The Jewish Calendar that dates from the time of Hillel II (359 CE, AM4119) is the official calendar of the State of Israel. It is used to determine the dates for Passover provided here. It is a lunisolar calendar based on computations rather than visual observations (visual observations of the young crescent Moon were used in ancient times).

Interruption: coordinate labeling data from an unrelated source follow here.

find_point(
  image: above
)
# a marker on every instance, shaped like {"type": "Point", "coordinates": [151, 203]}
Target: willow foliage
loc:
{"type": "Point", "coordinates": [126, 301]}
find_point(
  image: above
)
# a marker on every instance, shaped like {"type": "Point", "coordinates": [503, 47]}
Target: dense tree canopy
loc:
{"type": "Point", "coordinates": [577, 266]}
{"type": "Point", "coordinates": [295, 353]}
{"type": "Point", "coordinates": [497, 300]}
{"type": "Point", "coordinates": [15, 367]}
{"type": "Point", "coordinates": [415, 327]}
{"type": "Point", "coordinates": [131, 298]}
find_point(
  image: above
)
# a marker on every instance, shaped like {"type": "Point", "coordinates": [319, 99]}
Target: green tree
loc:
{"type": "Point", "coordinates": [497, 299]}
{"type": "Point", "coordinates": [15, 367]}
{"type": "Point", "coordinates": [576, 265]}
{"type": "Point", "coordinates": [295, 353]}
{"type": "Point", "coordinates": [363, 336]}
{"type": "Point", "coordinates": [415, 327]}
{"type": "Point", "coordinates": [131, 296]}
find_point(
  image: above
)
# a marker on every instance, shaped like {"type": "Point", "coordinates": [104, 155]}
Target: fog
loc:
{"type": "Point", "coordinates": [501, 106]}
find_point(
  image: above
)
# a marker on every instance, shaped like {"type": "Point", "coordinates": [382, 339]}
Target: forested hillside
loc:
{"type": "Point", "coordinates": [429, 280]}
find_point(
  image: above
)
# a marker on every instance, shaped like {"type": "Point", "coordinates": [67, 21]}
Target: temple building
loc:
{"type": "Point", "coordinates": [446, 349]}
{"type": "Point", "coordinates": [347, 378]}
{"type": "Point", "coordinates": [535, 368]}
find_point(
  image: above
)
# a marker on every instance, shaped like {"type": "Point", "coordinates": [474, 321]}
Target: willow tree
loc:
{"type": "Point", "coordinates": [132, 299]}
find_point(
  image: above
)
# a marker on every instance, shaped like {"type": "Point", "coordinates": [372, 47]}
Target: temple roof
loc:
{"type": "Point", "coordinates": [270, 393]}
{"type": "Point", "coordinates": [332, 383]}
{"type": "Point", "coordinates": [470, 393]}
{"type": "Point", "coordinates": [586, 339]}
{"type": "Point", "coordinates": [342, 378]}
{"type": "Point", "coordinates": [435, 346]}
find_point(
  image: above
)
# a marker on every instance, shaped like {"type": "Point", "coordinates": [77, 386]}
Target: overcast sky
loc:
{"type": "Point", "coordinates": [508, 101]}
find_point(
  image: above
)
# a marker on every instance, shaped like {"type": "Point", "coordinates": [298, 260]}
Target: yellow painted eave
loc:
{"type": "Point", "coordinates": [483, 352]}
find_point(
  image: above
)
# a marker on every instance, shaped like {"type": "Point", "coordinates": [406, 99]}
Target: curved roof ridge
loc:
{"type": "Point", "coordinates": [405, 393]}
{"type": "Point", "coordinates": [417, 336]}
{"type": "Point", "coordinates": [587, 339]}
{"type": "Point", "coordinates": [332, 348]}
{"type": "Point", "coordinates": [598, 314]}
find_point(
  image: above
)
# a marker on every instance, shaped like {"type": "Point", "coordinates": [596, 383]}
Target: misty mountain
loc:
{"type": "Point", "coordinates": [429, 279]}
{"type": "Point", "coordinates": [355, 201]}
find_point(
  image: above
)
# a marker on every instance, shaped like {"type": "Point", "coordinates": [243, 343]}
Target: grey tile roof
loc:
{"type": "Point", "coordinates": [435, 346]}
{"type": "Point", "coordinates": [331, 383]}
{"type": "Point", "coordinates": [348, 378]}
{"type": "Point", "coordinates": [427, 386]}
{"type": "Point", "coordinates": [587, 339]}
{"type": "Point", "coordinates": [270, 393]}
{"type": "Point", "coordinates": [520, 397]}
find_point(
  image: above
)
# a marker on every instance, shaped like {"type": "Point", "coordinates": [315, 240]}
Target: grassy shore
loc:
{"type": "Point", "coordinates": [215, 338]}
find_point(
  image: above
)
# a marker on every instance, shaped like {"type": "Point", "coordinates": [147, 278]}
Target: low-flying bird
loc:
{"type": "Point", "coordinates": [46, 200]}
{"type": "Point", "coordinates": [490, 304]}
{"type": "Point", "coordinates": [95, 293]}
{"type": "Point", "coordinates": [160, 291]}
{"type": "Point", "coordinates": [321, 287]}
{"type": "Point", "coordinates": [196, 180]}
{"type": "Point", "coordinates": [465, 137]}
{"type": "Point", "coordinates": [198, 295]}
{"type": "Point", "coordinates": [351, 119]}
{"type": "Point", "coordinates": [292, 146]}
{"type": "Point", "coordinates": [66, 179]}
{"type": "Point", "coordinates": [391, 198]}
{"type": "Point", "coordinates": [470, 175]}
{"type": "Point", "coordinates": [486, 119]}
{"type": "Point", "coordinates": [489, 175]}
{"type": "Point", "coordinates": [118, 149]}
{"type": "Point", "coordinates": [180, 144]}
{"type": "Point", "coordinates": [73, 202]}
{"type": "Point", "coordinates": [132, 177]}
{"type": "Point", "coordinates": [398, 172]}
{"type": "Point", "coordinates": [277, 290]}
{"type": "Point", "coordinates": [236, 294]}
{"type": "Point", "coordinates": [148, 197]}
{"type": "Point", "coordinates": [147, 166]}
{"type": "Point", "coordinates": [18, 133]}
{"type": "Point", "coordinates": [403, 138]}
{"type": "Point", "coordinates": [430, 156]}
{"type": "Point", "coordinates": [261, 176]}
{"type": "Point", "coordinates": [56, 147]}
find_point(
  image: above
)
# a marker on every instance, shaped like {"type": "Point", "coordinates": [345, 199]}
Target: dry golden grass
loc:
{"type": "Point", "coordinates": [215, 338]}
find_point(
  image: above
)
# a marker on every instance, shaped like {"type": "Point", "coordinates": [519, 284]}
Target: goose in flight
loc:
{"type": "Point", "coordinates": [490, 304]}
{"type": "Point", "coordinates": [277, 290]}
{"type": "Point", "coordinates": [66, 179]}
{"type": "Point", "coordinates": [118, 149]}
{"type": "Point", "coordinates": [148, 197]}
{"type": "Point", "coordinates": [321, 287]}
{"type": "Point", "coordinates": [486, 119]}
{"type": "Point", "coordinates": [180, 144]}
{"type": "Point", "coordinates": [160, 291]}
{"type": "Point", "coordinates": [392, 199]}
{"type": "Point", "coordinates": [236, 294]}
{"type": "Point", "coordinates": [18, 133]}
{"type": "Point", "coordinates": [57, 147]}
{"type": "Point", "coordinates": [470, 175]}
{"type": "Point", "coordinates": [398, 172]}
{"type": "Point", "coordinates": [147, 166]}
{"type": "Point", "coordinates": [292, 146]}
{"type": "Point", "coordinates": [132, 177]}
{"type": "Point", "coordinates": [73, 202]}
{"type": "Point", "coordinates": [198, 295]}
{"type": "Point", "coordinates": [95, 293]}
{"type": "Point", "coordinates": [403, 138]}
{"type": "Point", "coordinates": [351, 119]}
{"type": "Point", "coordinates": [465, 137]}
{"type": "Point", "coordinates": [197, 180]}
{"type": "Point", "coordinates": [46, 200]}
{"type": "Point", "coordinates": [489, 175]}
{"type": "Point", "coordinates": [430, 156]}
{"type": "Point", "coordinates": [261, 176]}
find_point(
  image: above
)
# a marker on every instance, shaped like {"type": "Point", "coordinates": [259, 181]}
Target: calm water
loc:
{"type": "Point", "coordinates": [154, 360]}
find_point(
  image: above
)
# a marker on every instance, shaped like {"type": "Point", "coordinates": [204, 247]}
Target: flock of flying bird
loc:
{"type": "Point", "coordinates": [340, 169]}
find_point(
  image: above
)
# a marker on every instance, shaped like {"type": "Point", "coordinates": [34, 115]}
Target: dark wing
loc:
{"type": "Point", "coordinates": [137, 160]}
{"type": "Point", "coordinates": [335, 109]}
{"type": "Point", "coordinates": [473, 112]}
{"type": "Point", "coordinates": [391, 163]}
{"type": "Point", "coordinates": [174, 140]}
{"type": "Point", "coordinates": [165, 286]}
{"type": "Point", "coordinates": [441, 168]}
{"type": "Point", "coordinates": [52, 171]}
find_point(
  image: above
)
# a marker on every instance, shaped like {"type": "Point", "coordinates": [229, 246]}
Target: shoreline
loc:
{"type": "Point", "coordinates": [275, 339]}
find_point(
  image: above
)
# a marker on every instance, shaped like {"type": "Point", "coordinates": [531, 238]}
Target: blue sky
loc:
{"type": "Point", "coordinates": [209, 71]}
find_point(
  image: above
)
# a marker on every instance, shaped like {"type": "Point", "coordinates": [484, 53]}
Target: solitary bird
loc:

Passover begins on the same liturgical date, Nisan 15, each year. The dates for Passover for the years 2000-2029 using the civil calendar (CE=Common Era, or Gregorian) are:
|Year CE||Passover||Year CE||Passover||Year CE||Passover|
|2000||April 20||2010||March 30||2020||April 9|
|2001||April 8||2011||April 19||2021||March 28|
|2002||March 28||2012||April 7||2022||April 16|
|2003||April 17||2013||March 26||2023||April 6|
|2004||April 6||2014||April 15||2024||April 23|
|2005||April 24||2015||April 4||2025||April 13|
|2006||April 13||2016||April 23||2026||April 2|
|2007||April 3||2017||April 11||2027||April 22|
|2008||April 20||2018||March 31||2028||April 11|
|2009||April 9||2019||April 20||2029||March 31|
The holiday begins at 6 p.m. (or sunset) on the previous day.
For further information on calendars, see Richards, E.G. 2012, "Calendars," from the Explanatory Supplement to the Astronomical Almanac, 3rd edition, S.E Urban and P.K. Seidelmann eds., (Mill Valley, CA: University Science Books), Chapter 15, pp. 585-624. An older description is also available in Doggett, L.E. 1992, "Calendars" in Explanatory Supplement to the Astronomical Almanac, 2nd edition, P.K. Seidelmann ed., (Mill Valley, CA: University Science Books), Chapter 12, pp. 575-608.
Most books on calendars describe the details of the Jewish Calendar.